Towards More Robust Person Re-identification for Smart Surveillance

NATIONAL ENGINEERING RESEARCH CENTER OF VISUAL TECHNOLOGY

Abstract
In this talk, I will introduce three of our latest CVPR'18 papers on person re-identification. Similarity learning is vital for person re-identification. Benefited from deep neural networks (DNN), current approaches can learn accurate similarity metrics and robust feature embeddings. However, most of them impose only local constraints for supervision. In the first part of my talk, I will introduce incorporating constraints on large image groups for similarity learning by combining the CRFs with deep neural networks. The proposed method aims to learn more robust visual similarity metrics for image pairs while taking into account the dependencies from all the images in the group. Extensive experiments demonstrate the effectiveness of our model that combines DNN and CRF for learning robust multi-scale local similarities.
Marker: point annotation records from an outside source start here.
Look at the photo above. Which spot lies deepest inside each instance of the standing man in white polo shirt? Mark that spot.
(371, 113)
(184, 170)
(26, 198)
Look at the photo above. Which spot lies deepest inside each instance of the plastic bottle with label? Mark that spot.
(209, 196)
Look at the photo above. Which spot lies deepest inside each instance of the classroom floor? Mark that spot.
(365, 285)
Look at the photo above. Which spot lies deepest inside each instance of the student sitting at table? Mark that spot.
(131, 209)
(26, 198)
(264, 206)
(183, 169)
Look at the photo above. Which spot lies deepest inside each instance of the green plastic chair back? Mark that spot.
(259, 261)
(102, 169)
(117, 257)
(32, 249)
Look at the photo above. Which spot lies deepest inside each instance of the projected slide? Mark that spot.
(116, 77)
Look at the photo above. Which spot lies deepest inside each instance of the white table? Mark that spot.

In the second part of my talk, I will introduce integrating a feature matching process into end-to-end learnable deep networks for handling person pose and view angle variations. Our proposed approach exploits Kronecker Product Matching to match corresponding features and conducts soft warping to align feature maps. The proposed approach outperforms state-of-the-art methods on public datasets. In the last part of my talk, I will introduce the background-bias problem in existing person re-ID datasets and algorithms. Existing deep learning models are biased to capture too much relevance between background appearances of person images. We identify this problem and proposed an online-background augmentation scheme and a person-region guided pooling deep neural network to solve this problem. Experiments demonstrate the robustness and effectiveness of our proposed algorithm.
 
Hongsheng Li will be an assistant professor in the Department of Electronic Engineering at the Chinese University of Hong Kong. He is currently a research assistant professor in the same lab. He received the bachelors degree in Automation from East China University of Science and Technology in 2006, and the doctorate degree in Computer Science from Lehigh University, United States in 2012. From 2013-2015, he was an associate professor in the School of Electronic Engineering at University of Electronic Science and Technology of China. He has published over 30 papers in top computer vision conferences, CVPR/ICCV/ECCV. He won the first place in Object Detection from Videos (VID) track of ImageNet challenge 2016 as the team leader and 2015 as a team co-leader. His research interests include computer vision, machine learning, and medical image analysis.